The left ear space audio capturing module and the right ear space audio capturing module each include a plurality of Complex Gaussian Mixture models (CGMM smart models), the CGMM smart models are Gaussian Mixture Models (GMMs) trained by using Complex Model coefficients, the left ear space audio capturing module and the right ear space audio capturing module perform FFT (Fast Fourier Transform) on the inputted sound signals, the FFT-transformed four signals are simultaneously inputted to 14 CGMM smart models of the left ear space audio capturing module and the right ear space audio capturing module, each CGMM smart Model analyzes and processes the inputted signals according to the sound direction selected by the user to capture the spatial audio signals in the designated direction, and calculates likelihood values of the direction represented by each CGMM smart Model and the current direction to obtain weighting coefficients in each direction, the spatial audio signals captured by each CGMM smart Model are weighted and processed by IFFT (IFFT) to obtain weighted coefficients in the left ear space audio signal, and the Inverse Transform is performed on the spatial audio signals in the designated direction to obtain weighted coefficients in each direction, and the spatial audio signals captured by each CGMM smart Model are weighted and processed by IFFT (IFFT) to obtain weighted coefficients in the left ear space audio signals in the designated direction, and the Inverse Transform regions SL With the right ear sound signal S SR
In specific implementation, a listening space is defined, as shown in fig. 3A, 3B and 3C, and is a schematic view of the defined listening space, specifically, a sphere with an artificial center is used to represent the listening space of a user, the space is divided into 14 directions in an axisymmetric manner according to an upper, lower, left, right, front, rear, upper left front space center direction, upper right front space center direction, upper left rear space center direction, upper right rear space center direction, lower left front space center direction, lower right front space center direction, lower left rear space center direction and lower right rear space center direction, and each direction is assigned with a number (as shown in table 1 below) so that the user can select a sound source direction of a transparent sound as needed.
Correspondingly, a CGMM intelligent model is trained in 14 directions of the listening space.
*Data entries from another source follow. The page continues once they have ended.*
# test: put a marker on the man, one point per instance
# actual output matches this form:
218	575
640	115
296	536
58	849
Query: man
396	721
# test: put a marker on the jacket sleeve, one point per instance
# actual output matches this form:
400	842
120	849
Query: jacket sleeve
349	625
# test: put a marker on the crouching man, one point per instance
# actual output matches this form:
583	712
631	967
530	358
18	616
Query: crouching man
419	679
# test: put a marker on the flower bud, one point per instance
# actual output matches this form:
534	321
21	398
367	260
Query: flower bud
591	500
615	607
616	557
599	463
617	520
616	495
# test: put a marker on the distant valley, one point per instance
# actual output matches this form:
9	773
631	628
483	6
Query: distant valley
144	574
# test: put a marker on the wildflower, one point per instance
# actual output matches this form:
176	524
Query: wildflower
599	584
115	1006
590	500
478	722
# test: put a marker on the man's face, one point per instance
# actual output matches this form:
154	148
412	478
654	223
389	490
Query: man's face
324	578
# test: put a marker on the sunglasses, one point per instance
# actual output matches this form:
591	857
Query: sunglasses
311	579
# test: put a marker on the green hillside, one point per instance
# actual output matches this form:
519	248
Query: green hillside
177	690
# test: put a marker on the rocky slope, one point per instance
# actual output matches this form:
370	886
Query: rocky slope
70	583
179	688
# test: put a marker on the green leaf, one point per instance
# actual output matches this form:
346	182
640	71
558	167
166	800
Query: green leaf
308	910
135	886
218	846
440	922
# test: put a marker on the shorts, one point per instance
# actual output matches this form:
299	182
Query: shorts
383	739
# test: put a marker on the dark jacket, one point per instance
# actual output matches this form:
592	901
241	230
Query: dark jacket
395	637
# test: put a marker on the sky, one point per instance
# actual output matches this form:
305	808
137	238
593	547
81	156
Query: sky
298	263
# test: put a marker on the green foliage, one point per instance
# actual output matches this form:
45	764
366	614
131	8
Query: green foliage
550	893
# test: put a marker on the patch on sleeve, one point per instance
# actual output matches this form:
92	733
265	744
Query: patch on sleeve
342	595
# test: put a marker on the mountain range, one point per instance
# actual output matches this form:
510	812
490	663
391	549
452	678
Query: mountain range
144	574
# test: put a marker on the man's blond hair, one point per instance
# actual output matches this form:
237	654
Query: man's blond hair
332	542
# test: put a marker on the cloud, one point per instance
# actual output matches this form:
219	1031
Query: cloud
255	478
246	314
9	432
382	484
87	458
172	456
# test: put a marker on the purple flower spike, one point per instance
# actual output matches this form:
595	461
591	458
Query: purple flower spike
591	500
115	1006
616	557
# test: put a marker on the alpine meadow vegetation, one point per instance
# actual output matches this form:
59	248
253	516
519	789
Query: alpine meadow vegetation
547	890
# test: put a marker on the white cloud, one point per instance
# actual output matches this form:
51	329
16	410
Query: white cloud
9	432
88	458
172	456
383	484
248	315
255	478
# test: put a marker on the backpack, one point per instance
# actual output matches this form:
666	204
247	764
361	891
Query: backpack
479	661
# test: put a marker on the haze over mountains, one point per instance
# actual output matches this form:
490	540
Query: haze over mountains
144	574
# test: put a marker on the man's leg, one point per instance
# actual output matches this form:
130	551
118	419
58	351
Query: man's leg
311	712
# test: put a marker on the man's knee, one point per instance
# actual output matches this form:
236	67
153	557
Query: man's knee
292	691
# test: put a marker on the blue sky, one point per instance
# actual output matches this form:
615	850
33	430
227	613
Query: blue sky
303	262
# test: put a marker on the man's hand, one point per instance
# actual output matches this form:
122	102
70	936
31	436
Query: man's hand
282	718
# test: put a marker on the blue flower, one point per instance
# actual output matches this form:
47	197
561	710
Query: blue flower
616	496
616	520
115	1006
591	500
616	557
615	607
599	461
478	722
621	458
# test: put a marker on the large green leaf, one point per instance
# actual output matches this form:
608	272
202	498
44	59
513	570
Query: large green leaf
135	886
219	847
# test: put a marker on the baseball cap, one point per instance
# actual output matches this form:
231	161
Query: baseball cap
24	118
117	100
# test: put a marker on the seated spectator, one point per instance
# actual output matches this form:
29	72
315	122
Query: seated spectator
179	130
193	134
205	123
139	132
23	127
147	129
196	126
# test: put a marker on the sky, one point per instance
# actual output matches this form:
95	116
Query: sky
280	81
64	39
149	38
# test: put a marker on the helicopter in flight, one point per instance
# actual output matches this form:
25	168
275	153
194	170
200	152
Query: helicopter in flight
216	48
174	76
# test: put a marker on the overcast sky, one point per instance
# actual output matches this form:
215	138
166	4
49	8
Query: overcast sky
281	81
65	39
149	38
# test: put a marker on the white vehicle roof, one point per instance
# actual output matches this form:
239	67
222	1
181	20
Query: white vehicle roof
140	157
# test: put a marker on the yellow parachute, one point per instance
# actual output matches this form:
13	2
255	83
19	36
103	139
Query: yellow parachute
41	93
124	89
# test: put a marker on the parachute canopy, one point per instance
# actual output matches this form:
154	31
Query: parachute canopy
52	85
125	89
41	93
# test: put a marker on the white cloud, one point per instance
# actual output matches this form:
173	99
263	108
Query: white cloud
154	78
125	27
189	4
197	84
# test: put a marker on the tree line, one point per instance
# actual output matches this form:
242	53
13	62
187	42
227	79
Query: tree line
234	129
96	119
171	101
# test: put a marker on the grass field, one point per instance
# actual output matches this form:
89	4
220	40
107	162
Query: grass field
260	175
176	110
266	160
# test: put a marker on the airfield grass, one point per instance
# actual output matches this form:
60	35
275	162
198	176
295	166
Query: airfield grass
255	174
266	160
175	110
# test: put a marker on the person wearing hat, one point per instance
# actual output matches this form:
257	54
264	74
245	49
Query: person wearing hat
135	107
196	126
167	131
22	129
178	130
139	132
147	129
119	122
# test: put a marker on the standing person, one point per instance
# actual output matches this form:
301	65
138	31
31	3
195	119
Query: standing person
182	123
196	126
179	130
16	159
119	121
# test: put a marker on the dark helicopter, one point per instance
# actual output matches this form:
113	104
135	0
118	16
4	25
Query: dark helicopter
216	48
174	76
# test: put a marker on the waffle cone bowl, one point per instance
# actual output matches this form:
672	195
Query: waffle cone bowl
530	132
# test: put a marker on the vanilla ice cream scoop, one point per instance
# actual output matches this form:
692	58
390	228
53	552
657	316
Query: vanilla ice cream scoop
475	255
The codes of the 14 CGMM intelligent models correspond to the codes of the 14 directions of the listening space one by one, and are used for distinguishing the sound direction, as shown in table 1 below.
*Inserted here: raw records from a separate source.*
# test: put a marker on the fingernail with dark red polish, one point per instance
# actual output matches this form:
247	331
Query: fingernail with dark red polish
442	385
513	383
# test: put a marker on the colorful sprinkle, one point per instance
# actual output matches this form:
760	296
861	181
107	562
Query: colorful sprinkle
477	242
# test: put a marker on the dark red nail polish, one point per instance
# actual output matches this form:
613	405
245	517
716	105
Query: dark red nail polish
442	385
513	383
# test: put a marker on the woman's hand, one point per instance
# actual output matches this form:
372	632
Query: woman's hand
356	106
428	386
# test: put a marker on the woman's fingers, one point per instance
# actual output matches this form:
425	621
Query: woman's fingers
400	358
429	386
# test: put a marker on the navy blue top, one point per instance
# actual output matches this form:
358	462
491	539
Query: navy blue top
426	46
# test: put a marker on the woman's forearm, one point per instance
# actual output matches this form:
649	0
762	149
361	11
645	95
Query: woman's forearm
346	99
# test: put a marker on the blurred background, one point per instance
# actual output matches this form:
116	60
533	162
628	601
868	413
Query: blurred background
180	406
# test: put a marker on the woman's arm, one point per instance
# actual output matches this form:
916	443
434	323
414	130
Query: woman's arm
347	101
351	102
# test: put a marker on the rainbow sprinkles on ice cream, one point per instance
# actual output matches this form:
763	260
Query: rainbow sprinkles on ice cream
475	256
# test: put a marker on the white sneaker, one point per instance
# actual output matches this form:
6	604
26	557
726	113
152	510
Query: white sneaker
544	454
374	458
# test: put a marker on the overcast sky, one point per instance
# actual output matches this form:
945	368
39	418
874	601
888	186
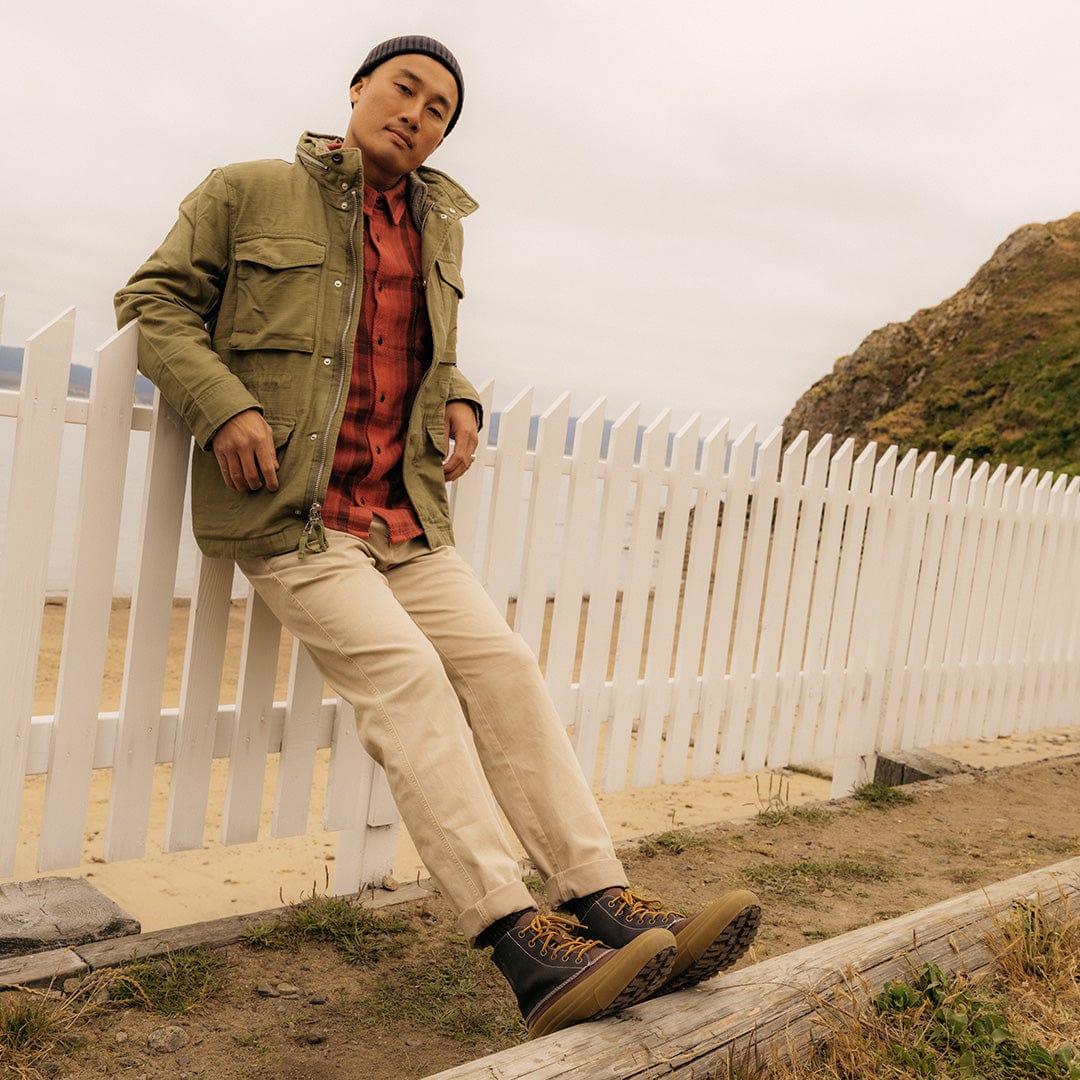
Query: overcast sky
693	204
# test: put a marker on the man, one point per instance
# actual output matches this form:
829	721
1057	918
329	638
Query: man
302	320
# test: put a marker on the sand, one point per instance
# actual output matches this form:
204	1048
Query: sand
164	890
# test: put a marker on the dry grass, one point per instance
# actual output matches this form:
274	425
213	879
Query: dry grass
1022	1022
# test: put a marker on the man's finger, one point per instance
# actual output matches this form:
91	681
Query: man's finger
268	463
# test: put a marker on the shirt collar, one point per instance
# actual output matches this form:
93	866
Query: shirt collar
395	200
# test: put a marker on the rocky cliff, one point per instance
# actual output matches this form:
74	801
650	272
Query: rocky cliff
991	373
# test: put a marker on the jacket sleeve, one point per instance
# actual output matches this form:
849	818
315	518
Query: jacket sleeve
175	297
462	390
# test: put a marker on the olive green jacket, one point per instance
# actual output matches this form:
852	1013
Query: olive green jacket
253	301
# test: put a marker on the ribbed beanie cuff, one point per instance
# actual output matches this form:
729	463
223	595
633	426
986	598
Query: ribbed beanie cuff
416	43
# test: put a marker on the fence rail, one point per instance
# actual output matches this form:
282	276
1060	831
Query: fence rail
700	606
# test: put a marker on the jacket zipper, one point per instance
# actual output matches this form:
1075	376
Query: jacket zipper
313	537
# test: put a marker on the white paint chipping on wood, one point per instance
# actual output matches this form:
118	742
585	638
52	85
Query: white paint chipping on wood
769	1008
837	609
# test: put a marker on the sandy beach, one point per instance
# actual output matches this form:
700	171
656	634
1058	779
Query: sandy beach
163	890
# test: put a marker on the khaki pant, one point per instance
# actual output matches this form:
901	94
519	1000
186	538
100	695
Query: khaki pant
410	639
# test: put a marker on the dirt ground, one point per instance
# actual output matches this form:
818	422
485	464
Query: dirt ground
820	871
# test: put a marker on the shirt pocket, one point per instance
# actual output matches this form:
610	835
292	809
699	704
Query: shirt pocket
278	293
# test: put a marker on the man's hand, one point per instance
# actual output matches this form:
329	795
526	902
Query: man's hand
461	428
245	455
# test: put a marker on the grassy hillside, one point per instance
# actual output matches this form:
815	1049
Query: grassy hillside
993	373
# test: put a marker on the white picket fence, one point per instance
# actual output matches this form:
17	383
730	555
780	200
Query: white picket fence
746	608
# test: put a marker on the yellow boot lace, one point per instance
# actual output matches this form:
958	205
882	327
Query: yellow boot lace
640	908
558	936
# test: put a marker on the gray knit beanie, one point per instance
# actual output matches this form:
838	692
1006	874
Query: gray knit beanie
416	43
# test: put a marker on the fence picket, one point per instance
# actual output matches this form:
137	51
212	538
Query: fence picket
251	737
697	586
541	521
508	483
636	596
778	588
599	620
580	511
823	596
855	740
991	642
718	744
298	745
197	724
741	713
796	620
30	510
467	494
987	511
665	604
136	748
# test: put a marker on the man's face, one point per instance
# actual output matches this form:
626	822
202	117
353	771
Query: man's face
400	113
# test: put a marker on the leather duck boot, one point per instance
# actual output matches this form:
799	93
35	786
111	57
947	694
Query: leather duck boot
561	979
707	942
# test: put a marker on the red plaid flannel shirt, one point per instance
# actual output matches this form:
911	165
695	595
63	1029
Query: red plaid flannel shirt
391	353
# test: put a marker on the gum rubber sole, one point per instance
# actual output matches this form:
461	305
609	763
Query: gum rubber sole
632	974
715	940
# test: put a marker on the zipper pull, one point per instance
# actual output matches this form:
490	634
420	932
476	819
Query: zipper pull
313	535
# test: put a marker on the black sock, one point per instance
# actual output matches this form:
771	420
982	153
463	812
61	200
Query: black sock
500	927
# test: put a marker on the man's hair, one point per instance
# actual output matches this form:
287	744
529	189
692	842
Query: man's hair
426	46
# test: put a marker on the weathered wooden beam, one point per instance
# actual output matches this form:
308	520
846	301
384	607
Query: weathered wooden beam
768	1009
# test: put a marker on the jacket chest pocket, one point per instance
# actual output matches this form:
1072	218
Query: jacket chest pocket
443	296
278	282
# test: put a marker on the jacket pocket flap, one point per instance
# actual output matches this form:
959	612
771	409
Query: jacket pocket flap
281	253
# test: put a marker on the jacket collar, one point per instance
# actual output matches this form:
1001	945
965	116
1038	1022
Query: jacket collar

Direction numbering Corresponding CGMM Direction of sound source
1 CGMM1 On the upper part
2 CGMM2 Lower part
3 CGMM3 Left side of
4 CGMM4 Right side
5 CGMM5 Front side
6 CGMM6 Rear end
7 CGMM7 Upper left front space center direction
8 CGMM8 Upper right front space center direction
9 CGMM9 Upper left rear space center direction
10 CGMM10 Upper right rear space center direction
11 CGMM11 Lower left front space center direction
12 CGMM12 Lower right front space center direction
13 CGMM13 Lower left rear space center direction
14 CGMM14 Lower right rear space center direction
Table 1: space direction numbering table
Left ear sound signal S in specified region direction SL With the right ear sound signal S SR Respectively inputting the signals to a left ear system space sound effect adjusting module and a right ear system space sound effect adjusting module based on a neural network intelligent model (NN intelligent model for short), firstly simultaneously extracting the characteristics of MFCC (Mel Frequency Cepstrum Coefficient) of the input sound signals and utilizing Fbank (Filter Bank) to obtain the audio signals of different Frequency bands by the left ear system space sound effect adjusting module and the right ear system space sound effect adjusting module, inputting the characteristic parameters extracted by MFCC to the NN intelligent model for analysis, carrying out sound effect enhancement processing on the selected specified type of sound, carrying out sound effect suppression on the non-specified type of sound, thereby obtaining the gain G of the signals on different Frequency bands ALi (left)/G ARi (right) (i = 1-n, n is the number of frequency bands divided by each frame signal, and is an integer between 20 and 40), and the left ear signal S on each frequency band obtained after Fbank processing FLi And the right ear signal S FRi Wherein i = 1-n, n is the number of frequency bands divided by each frame signal and is an integer between 20 and 40, and the signal S on each frequency band is divided into a plurality of frequency bands FLi /S FRi And respective gains G ALi /G ARi Multiplying and outputting sound signals of specified types in the specified area direction after sound effect adjustment, namely left ear sound signals S in each frequency band OLi With the right ear sound signal S ORi Wherein i = 1-n, n is the number of frequency segments divided by each frame signal, and is an integer of 20-40.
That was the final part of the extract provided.